You are viewing a plain text version of this content. The canonical link for it is here.

Posted to dev@commons.apache.org by Dan Fabulich <da...@fabulich.com> on 2009/02/10 08:32:34 UTC

[dbutils] Questions about a few of bugs

I had some questions about a few remaining bugs... maybe somebody here can 
help...

1) OptimalBeanListHandler

http://issues.apache.org/jira/browse/DBUTILS-37
This bug provides a patch that considerably improves the performance of 
BeanListHandler.

However, Julien correctly points out that:
> With the change I propose, the BeanListHandler#handleRow(ResultSet) 
> method is never called anymore.

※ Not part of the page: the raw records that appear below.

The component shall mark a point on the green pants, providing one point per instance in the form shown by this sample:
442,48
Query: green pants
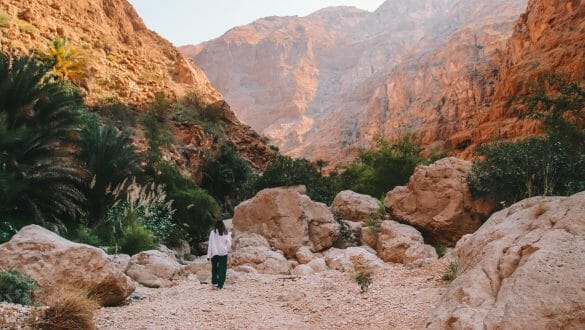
218,270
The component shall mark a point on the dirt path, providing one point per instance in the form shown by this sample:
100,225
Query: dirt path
398,299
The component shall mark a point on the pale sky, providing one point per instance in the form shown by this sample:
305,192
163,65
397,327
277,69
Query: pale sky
192,21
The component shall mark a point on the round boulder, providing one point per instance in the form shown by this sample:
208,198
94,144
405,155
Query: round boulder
522,269
288,219
154,269
52,260
437,202
355,207
403,244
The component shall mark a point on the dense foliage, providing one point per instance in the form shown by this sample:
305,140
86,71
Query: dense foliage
225,174
549,165
39,176
286,171
377,171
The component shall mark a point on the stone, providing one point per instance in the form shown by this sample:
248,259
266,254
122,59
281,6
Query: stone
355,227
522,268
318,265
292,263
253,250
346,260
402,244
288,219
304,255
369,237
303,270
437,202
54,261
199,267
181,248
120,261
429,81
153,269
355,207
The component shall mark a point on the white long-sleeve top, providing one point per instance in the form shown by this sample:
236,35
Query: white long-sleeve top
219,245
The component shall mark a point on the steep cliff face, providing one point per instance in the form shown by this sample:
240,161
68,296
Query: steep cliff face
318,86
549,37
125,61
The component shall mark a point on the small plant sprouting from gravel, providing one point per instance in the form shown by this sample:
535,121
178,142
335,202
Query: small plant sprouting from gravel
450,272
363,277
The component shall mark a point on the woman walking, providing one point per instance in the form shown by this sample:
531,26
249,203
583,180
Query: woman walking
217,249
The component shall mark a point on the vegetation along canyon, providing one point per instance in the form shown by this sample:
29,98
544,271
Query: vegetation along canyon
332,164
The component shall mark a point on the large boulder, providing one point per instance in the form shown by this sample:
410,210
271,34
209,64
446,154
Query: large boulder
54,261
522,269
355,207
154,269
253,250
437,201
346,260
288,219
403,244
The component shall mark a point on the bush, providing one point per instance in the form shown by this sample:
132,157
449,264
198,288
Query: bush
194,208
363,277
17,288
86,235
377,171
511,171
68,308
7,230
450,272
441,249
224,175
286,171
135,238
551,165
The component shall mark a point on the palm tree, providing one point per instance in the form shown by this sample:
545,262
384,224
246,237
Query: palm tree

So, any subclass of BeanListHandler 
> which would override this method would not work properly anymore.

Julien's patch creates a separate "OptimalBeanListHandler" ... but that 
really shouldn't be necessary, right?

We should be able to just replace the existing BLH with this fast one 
without worrying about users who may have extended BLH#handleRow, I'd 
think... At the very least I think nobody should use the old slow one by 
accident.

2) Inflate existing object
http://issues.apache.org/jira/browse/DBUTILS-28

I'm a little skeptical of the patch for this bug.  Is this issue 
important?  (It has 0 votes and 0 watchers, so I think not.)

3) CaseInsensitiveMap
http://issues.apache.org/jira/browse/DBUTILS-34

Two distinct users claim to want CIM to return the keys in their ORIGINAL 
case (i.e. not lowercased).  Why would anyone need this?  I don't get it.

-Dan

---------------------------------------------------------------------
To unsubscribe, e-mail: dev-unsubscribe@commons.apache.org
For additional commands, e-mail: dev-help@commons.apache.org

Re: [dbutils] Questions about a few of bugs

Posted by Liam Coughlin <ls...@gmail.com>.

snip

>
> Ah, but the whole point of this enhancement is that it's unperformant to
> use RowProcessor#toBean on each row; it's much faster to call
> RowProcessor#toBeanList once.  So there's no such thing as an
> OptimizedBeanRowHandler; the optimization is to not use a RowHandler!
>
/snip

I'd push back in the complete opposite direction.  You should _always_ use a
rowhandler and the extra fuctions on row handler should all be collapsed to
a single handleRow function -- ditch toBean and toList etc. all together.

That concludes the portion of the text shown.